I snap out of my day dream and my eye catches a pale yellow drip, flung off at an angle where it lays across a dark, dusty lavender with moments of amber shining through. I can hear a palette knife scrape paint against canvas, building up against the knife’s edge, mixing with looser, brushed on paint until the wrist changes direction and leaves a small berm of paint and the beginnings of a drip. I wonder how he moved when he painted this. I follow the line of his brush around the canvas and suddenly I’m dancing with Kimura in the French countryside. I want to reach out and touch the paint. Like reading some sort of brail, there’s an unspoken code in the paint surface. So I reach for the closest thing I have. I pull an old painting out to look at it, dust it off and give it a little rub hello like a neighbor’s dog passing by. Hey old friend. And then I listen to what it has to tell me and, against all odds, I keep painting.
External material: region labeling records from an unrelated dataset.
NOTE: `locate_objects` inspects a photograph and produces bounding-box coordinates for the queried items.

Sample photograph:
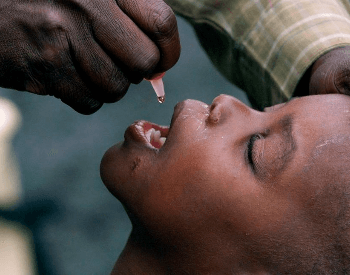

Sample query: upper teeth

[146,128,166,146]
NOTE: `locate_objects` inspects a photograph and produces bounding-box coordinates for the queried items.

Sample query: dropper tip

[158,96,165,103]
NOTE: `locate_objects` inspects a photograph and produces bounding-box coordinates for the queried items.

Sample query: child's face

[101,95,350,274]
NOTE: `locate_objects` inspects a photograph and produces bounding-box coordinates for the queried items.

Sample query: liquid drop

[158,96,165,103]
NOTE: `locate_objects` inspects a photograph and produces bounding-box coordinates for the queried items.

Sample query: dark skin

[101,95,350,275]
[0,0,180,114]
[0,0,350,114]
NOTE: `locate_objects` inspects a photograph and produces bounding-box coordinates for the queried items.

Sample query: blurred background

[0,17,248,275]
Mariel Herring, mermaid hair, 2015, oil on linen, 48 by 60in.
Thank you Mariel Herring, for pointing to something that really bugs me about some of my city dwelling friends (and one in particular, a Manhattanite with lots of money to travel the world visiting art museums). Some of us don’t live where great museums and galleries abound, yet people who might insist they can’t comment on works in books or online, “because paintings have to be seen in person”. Is the same true for recorded music? You can’t tell if Miles Davis is any good because he’s dead so you can’t go to a jazz club to catch him live? Sort of apples and oranges I admit, but not entirely so…
I have tons of high quality books that I use in exactly the same way Ms. Herring does; as classroom, as inspiration, as something to simply enjoy.
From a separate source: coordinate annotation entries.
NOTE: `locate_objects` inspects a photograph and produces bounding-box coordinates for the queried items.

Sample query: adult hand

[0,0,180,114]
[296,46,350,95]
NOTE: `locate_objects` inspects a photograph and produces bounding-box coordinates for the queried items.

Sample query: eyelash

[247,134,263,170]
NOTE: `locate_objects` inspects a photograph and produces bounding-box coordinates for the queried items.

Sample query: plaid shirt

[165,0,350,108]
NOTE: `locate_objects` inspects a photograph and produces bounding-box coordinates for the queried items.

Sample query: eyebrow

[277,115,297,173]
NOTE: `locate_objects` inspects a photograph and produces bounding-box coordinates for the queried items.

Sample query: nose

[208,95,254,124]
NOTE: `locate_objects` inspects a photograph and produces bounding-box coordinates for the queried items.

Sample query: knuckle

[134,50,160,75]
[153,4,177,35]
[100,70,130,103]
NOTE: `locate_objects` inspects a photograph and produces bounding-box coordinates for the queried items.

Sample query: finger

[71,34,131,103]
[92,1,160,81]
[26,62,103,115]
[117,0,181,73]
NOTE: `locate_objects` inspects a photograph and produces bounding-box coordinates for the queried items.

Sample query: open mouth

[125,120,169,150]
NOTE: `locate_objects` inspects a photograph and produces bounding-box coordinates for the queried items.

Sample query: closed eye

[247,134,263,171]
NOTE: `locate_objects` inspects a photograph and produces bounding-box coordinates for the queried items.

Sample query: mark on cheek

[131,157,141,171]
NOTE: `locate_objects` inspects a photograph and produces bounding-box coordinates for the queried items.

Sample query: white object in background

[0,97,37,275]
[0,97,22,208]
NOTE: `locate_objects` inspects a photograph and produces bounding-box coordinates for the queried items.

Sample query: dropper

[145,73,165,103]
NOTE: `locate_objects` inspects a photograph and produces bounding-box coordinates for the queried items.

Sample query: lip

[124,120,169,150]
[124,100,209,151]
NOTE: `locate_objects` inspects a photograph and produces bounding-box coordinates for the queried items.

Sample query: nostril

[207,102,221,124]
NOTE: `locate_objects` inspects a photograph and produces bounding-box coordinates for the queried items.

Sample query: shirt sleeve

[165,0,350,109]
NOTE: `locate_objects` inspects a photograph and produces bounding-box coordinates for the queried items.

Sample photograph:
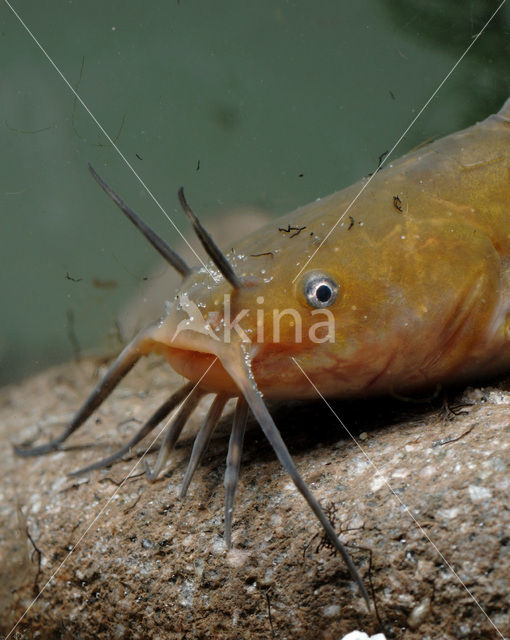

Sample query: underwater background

[0,0,510,384]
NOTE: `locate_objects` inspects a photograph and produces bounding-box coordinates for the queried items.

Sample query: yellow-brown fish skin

[156,100,510,398]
I agree that it’s probably unusually instructive and profound to see a huge collection of works by a single artist or by a related group, and I’m not suggesting that the opposite is my ideal. I have been to several great museums by traveling to them, but I don’t live in a major city. In fact I live in the countryside 45 minutes from San Jose which is not exactly a mecca for art lovers. I get to SFMOMA and other Bay Area venues occasionally.
So, hold up on the snobbery please, it’s rude and actually belittling of my imagination. And isn’t imagination something all art lovers are supposed to be blessed with?